Previous Recession Saw Long-Term Unemployment Rise Amongst the Educated
In the recession that gripped the United States in the early part of this decade (March 2001 to November 2001), the unemployment rate rose across all categories of workers. The long-term unemployed (those unemployed for more that six months) grew in size dramatically during the period surrounding the 2001 recession, but the growth in long-term unemployment was far more dramatic amongst those with college educations than amongst the broader population. Interestingly, those Americans who had completed their college educations had their long-term unemployment numbers grow by approximately 300% during the period surrounding the recession of 2001, while the overall growth in long-term unemployment was only approximately 200% and the growth in long-term unemployment amongst those with no more than a high school diploma was only approximately 150%.
In the end, real economic pain is more severe for those with fewer resources, and in good times and in bad times, the levels of unemployment amongst educated Americans are far, far below the levels for those who have little education. The recession of 2001 and its aftermath demonstrated that modern recessions have the potential to impose greater pain on well-educated Americans than on those less educated, at least in terms of percentage increases in long-term unemployment.

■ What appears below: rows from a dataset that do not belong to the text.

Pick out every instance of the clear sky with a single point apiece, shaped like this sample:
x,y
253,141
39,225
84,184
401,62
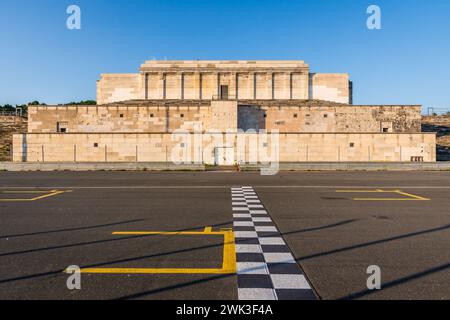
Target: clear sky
x,y
407,62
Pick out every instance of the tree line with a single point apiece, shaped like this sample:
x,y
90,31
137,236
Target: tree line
x,y
24,107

Troubles Accelerate Amongst the Well Educated
As the New York Times reported yesterday, the current economic downturn has resulted in New York City residents with at least bachelors degrees losing their jobs at more than twice the rate of those who did not finish high school. As the Times noted, highly educated workers often benefit from significant severance packages that mask the true level of their unemployment in the early portion of an economic downturn because those receiving severance payments typically would not apply for unemployment benefits until those severance payments are exhausted. Therefore, the actual growth in unemployment amongst those with college degrees is likely significantly higher than the growth seen in the unemployment statistics, which are based on analyses of those who apply for unemployment benefits.
Manhattan is the borough with the largest percentage of its population possessing at least a bachelor's degree, and the unemployment trends we see in the current economic downturn combine with the intense difficulties facing the financial services sector to create an alarming picture for our borough. Communities with less of their economies linked to the financial services sector and those with less educated populations are likely to face shallower and shorter downturns than Manhattan, unless the New York City and New York State step in to help improve the prospects for Manhattan's workers and would-be workers.
New York State is considering opening an office in Manhattan to support the retraining of well-educated workers and aiding in their job searches, and New York City announced a plan with the same goals (and the additional goal of spurring entrepreneurship) in February. The State program remains under development, and the New York City program uses only $15 million of New York City money and combines it with the $30 million the the federal government is providing to New York City. Unfortunately, $15 million is not nearly a sufficient commitment to the work we must do to combat the rising unemployment in our community.
We hope that our elected leaders, in the midst of their own enormous challenges and undertaking efforts to balance their budgets against a backdrop of declining tax revenues, will make the efforts to reduce unemployment in our city a high priority.